Sunday, February 27, 2005

The Boss is Back!... and it's not Bruce Springsteen. It has turned into a spring ritual for baseball fans: We must endure George Steinbrenner for yet another season.

His $140 million player, Jason Giambi, it turns out, had been caught doing steroids, before and since he became a Yankee. And someone (never Steinbrenner) has to be to blame. One would think perhaps some blame lies with Giambi. Not according to Steinbrenner, who when asked whether Giambi should apologize, simply retorted: "I figure that's his business." Or perhaps the Yankees front office shoulders some blame. Or perhaps everyone else in baseball who turned a blind eye to the use of steroids in baseball because it was in everyone's pecuniary interest to do so. Or perhaps... perhaps... even the man at the very top... George Steinbrenner.

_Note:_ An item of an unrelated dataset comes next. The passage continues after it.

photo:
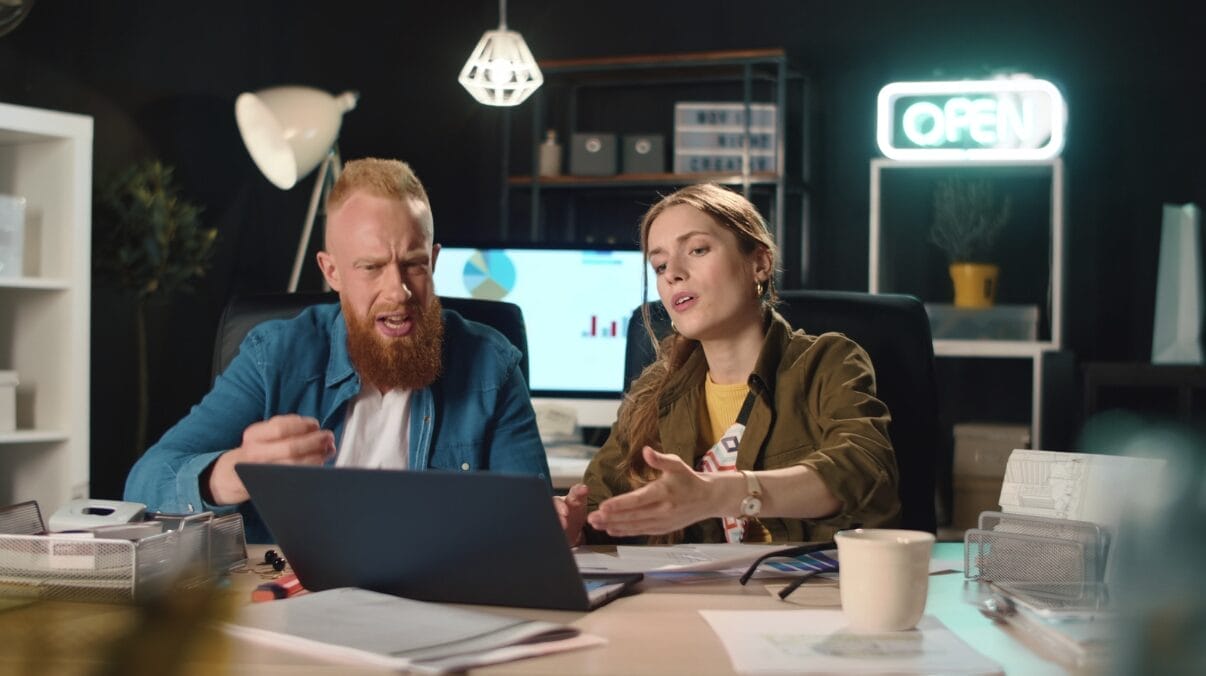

Instead, the villain, as Steinbrenner sees it, is Giambi's agent, Arn Tellem. Giambi was to engage in a tearful apology and confessional, worthy of Oprah, at Yankee stadium on Feb. 10. The issues of which Yankee players used steroids, Giambi's future with the team, etc., the fact that it is the Boston Red Sox rather than the New York Yankees who are the world's reigning champions, that it was the Mets instead of the Yankees who got Pedro, were then simply going to fade with time. To Steinbrenner, steroids is nothing more than a public relations matter, like any other, that with the proper spin can be made to go away.

When Tellem wouldn't let Giambi answer specific questions about his steroid use, because of the still ongoing federal grand jury investigation of the matter, Steinbrenner flew into a public rage at the agent, full of profanity. We don't know exactly what that obscenity was, because the New York Times declined to publish it. The newspaper of record will only supplement Steinbrenner's comments regarding Tellem by saying that he also mumbled: "He's no good."

On the upside, it is good to see someone being held responsible for the steroid scandal, even if it is just a player's agent.

Update, Feb. 28, 2:37 A.M: The New York Times still won't tell us what word or words of profanity Steinbrenner used. But Murray Chass, a baseball columnist for the Times brings us closer to the... truth, writing that Steinbrenner "used a four-letter verb Saturday in speaking to reporters about Arn Tellem."

I would like to say that clears up the matter, but if one uses that particular word to describe a person, is it not then, in its usage, a noun?